Measuring the Economic Impact of Nanotechnologies

The triennial review of the US National Nanotechnology Initiative has just been released, and by and large it is positive. There is something in it for everyone, with the committee recommending more funding for heath and safety studies and not saying too much that would please the Drexlerites although Christine Peterson at Foresight puts a brave face on the conclusions.

Of more interest to us was the section on economic impact, and the conclusion below.

Conclusion. Currently, it is too early to gauge the economic impact of nanotechnology, which is still in very early stages of discovery and development. Moreover, any future analysis of economic impact will be hindered unless data are collected and metrics developed that will facilitate a rigorous economic analysis of economic indicators such as jobs created or individuals employed as a result of nanotechnology development. As both an enabling and a disruptive technology, nanotechnology will have effects that extend beyond one specific industry or market sector and will also be pervasive in multiple applications, a circumstance that will present additional challenges to rigorous assessment of the technology’s economic impact.

This highlights the danger of considering nanotechnology in isolation. There are many different flavours of nanotechnologies, at varying stages of maturity, and very few of these will make it to products that will be considered part of a nanotechnology sector of industry.

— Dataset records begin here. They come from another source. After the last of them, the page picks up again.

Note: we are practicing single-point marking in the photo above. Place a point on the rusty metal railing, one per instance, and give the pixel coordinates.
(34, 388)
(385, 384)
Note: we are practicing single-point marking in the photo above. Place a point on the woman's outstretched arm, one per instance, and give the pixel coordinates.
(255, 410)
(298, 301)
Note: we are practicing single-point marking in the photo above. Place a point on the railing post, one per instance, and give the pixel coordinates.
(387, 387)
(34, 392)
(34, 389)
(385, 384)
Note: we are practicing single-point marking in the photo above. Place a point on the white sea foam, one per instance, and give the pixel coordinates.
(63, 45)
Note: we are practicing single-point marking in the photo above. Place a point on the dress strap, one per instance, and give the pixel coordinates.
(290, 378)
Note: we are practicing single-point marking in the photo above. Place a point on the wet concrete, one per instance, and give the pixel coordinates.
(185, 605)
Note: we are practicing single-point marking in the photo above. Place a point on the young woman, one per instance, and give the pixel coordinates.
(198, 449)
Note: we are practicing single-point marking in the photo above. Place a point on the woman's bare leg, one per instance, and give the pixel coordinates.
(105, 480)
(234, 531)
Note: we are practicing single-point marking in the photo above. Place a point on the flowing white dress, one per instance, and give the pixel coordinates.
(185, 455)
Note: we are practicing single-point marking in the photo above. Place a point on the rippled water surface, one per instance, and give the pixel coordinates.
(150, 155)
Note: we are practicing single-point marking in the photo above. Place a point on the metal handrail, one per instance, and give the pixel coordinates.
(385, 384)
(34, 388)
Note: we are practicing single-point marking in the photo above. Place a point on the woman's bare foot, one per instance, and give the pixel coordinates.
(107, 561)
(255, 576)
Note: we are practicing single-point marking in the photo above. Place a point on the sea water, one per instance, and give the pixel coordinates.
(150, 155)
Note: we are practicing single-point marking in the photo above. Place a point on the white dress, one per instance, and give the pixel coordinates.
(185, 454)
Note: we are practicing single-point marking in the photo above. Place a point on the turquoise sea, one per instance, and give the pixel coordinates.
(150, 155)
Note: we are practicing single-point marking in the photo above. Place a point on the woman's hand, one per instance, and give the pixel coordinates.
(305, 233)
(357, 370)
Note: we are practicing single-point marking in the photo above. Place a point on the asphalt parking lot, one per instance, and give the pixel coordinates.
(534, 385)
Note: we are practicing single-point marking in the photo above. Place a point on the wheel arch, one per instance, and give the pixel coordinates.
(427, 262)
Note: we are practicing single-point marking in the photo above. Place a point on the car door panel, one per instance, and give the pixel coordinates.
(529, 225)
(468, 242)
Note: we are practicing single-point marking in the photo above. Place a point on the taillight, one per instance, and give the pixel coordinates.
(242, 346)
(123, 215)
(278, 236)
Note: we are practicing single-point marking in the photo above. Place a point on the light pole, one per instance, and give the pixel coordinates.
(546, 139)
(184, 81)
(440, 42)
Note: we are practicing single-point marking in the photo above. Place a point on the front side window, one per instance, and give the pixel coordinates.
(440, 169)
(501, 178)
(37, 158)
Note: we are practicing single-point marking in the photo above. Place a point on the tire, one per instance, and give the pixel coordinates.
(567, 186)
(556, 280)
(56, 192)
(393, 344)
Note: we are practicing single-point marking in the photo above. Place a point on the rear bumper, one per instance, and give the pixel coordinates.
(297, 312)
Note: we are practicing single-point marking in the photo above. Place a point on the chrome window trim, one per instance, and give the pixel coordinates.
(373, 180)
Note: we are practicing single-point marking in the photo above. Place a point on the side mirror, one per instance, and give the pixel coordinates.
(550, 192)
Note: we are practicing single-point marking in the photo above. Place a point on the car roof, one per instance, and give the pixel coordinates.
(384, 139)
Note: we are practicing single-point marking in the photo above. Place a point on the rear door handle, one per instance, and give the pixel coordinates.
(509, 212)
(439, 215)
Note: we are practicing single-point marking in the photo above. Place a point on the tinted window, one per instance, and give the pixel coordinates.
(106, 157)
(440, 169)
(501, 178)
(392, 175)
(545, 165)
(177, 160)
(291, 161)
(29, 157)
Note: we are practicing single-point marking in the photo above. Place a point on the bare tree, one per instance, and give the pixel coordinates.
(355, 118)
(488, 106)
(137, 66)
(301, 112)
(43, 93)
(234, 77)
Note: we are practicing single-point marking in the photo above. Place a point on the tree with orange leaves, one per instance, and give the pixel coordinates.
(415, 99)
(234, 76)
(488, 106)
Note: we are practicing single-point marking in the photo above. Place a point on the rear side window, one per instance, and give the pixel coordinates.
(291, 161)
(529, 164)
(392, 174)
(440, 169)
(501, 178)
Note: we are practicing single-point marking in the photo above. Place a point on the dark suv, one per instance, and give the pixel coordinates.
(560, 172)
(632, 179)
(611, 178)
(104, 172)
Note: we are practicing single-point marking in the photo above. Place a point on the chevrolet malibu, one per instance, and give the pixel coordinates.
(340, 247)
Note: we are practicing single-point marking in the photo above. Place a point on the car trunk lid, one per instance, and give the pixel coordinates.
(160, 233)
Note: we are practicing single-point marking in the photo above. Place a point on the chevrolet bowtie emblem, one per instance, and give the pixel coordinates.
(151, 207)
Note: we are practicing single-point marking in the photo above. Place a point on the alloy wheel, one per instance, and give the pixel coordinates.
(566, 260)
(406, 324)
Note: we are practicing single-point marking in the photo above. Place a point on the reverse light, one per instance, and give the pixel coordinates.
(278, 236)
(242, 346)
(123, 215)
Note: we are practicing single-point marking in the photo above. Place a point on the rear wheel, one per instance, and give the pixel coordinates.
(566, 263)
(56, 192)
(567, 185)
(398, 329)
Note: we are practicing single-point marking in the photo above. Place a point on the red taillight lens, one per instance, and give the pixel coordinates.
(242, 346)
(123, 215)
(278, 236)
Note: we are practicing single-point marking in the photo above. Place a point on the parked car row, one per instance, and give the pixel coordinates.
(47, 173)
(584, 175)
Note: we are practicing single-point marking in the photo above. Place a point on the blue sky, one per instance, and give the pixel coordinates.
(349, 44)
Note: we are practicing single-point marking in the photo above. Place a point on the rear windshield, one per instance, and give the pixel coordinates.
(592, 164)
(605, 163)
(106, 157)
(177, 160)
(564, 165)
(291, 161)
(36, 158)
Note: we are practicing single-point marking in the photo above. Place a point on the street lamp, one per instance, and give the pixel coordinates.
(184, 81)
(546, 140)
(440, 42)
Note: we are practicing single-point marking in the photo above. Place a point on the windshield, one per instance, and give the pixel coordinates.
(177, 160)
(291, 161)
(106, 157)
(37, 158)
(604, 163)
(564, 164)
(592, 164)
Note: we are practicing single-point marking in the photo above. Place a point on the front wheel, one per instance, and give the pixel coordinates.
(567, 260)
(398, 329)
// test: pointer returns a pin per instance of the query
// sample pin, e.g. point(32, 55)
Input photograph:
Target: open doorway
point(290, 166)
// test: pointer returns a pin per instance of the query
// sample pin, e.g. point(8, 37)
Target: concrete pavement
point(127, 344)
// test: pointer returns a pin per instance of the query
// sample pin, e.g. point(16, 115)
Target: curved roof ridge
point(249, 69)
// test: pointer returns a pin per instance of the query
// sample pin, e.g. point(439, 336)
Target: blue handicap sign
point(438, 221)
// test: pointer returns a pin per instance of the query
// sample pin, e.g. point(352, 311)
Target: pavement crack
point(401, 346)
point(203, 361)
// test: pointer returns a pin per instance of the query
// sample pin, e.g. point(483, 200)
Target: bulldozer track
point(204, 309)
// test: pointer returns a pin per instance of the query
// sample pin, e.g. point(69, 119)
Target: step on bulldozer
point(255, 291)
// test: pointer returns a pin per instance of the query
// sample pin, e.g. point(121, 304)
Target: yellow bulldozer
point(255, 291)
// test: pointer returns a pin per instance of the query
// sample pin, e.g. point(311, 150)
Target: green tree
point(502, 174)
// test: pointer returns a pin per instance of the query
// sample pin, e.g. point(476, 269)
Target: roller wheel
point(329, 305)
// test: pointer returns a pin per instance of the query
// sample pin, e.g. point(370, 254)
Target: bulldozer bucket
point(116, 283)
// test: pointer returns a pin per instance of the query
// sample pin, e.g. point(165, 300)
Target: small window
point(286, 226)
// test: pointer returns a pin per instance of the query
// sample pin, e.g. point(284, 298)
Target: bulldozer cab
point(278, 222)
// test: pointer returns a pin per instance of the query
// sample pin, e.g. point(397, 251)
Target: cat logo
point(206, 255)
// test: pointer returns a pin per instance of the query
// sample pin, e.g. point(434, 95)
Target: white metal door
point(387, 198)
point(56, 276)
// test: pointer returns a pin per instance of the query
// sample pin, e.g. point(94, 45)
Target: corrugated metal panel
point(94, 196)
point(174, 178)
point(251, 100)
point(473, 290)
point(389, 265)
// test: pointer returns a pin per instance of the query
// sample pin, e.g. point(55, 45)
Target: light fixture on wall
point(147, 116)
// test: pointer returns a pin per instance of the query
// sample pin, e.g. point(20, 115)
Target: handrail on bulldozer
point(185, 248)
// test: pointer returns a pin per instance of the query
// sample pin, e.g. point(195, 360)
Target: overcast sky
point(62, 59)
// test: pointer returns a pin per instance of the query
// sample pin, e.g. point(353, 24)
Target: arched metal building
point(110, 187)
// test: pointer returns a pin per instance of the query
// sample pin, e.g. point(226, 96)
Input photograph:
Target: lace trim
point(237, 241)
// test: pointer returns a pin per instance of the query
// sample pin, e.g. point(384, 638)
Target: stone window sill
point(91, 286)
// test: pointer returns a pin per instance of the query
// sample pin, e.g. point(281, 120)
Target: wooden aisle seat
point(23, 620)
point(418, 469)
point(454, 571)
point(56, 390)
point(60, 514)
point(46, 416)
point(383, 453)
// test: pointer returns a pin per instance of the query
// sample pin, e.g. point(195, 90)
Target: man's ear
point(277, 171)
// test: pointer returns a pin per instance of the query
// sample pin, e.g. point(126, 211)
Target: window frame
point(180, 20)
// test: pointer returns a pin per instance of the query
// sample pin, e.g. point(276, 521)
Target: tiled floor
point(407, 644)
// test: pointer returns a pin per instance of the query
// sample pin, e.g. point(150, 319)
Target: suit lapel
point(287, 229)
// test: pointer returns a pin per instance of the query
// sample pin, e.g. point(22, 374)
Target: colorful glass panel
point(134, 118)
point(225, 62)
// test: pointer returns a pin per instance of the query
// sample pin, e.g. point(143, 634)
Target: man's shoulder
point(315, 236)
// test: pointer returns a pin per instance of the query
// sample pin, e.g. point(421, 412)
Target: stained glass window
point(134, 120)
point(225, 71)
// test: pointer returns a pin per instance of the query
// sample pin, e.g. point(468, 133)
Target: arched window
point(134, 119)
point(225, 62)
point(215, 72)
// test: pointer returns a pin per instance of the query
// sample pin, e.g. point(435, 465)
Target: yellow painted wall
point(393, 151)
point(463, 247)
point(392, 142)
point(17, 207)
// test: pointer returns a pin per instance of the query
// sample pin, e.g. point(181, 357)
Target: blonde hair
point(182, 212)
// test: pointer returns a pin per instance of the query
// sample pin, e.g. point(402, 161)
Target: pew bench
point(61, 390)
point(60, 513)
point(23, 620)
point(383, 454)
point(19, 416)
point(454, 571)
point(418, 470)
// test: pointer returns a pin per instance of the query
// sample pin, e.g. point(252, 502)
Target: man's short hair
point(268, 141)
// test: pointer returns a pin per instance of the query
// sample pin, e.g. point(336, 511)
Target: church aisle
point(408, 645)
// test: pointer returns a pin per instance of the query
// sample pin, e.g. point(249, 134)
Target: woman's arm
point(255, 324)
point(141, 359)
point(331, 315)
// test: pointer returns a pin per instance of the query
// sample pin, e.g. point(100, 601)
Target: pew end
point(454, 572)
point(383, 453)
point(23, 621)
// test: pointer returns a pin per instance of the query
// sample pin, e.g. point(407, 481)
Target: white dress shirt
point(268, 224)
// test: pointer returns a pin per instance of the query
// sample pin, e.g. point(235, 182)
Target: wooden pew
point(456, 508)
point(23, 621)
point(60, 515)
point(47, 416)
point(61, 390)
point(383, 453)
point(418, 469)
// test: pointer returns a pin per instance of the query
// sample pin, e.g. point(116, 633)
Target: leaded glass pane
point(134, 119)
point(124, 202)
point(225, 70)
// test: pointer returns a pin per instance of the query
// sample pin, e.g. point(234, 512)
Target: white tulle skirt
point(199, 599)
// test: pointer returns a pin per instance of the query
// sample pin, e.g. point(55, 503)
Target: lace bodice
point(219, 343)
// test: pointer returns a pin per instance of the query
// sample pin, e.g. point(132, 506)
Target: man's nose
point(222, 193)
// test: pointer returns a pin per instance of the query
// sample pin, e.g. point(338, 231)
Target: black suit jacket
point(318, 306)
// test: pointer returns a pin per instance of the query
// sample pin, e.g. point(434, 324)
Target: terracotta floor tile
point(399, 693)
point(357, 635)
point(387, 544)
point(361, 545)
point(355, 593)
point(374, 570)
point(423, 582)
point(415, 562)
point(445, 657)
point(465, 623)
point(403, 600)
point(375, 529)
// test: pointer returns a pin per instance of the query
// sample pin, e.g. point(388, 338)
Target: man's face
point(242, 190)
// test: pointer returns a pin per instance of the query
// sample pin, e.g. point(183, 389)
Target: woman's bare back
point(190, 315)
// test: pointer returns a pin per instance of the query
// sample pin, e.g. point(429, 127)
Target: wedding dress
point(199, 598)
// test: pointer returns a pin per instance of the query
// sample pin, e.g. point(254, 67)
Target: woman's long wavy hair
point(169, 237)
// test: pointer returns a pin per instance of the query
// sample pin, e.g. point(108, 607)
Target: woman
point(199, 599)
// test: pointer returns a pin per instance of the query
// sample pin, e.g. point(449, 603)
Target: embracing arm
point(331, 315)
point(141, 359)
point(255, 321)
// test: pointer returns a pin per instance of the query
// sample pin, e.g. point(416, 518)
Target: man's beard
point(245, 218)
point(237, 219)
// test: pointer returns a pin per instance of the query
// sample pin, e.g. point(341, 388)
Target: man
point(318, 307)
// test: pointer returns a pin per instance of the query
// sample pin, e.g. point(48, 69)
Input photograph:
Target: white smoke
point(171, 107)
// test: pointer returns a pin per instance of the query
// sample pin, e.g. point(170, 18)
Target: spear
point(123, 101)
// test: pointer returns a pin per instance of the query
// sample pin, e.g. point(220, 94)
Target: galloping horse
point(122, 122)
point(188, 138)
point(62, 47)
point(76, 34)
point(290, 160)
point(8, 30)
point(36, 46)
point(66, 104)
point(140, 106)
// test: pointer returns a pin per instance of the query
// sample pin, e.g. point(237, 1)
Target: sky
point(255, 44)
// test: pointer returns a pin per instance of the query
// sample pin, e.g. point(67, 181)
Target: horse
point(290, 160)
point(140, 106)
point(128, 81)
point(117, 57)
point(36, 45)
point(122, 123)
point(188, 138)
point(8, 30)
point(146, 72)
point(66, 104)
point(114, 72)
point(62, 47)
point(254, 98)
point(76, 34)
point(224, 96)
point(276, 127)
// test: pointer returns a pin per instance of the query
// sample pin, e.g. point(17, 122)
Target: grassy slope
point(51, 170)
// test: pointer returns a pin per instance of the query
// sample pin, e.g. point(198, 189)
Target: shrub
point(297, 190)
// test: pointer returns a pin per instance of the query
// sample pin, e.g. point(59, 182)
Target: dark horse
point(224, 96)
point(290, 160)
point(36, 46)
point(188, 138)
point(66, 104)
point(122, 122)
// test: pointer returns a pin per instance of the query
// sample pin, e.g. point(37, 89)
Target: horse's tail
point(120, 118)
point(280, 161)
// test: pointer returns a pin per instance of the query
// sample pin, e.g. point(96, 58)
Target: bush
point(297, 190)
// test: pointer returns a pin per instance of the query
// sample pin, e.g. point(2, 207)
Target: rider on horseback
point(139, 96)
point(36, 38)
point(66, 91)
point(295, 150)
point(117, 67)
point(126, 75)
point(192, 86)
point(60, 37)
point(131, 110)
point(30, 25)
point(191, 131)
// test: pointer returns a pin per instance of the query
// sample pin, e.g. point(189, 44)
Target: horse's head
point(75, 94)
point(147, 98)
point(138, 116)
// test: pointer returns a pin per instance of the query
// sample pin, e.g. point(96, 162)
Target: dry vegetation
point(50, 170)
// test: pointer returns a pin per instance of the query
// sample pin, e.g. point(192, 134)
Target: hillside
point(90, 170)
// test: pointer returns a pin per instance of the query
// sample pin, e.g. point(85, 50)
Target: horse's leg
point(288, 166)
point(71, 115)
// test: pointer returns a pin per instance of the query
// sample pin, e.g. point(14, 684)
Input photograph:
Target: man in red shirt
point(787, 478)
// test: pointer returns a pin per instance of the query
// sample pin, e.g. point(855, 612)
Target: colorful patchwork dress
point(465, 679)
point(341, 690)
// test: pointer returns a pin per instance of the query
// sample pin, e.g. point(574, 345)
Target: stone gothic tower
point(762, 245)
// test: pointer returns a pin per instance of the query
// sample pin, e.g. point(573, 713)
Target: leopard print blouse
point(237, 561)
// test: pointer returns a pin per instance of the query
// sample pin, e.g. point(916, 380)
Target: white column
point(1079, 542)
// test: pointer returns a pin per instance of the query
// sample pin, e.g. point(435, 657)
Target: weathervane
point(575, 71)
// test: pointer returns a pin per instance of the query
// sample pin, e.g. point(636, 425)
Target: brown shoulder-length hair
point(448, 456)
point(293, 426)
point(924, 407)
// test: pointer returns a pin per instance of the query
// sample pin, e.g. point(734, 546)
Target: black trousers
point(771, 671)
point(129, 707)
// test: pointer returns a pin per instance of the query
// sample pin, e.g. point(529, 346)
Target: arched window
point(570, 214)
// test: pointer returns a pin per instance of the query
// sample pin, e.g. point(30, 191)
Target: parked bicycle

Technologies tend to be buffeted by fashion, fear, funding opportunities and serendipity, so tracking the economic impact of the synthesis for example is almost as difficult as quantifying the economic impact of Maxwell’s equations, which could be considered as one of the key enablers for most of twentieth century technologies.

The committee makes a stab at suggesting a solution to give a broad indication of the economic impact, tracking for example “trends in nanotechnology-related intellectual property and other research outputs such as publications; the training of scientists, engineers, and technicians in nanoscience and nanotechnology; and technology transfer trends.”

This is fair enough, but it does illustrate how many of the grand claims about nanotechnologies such as the infamous trillion dollar market are easy to make, but hard to disprove.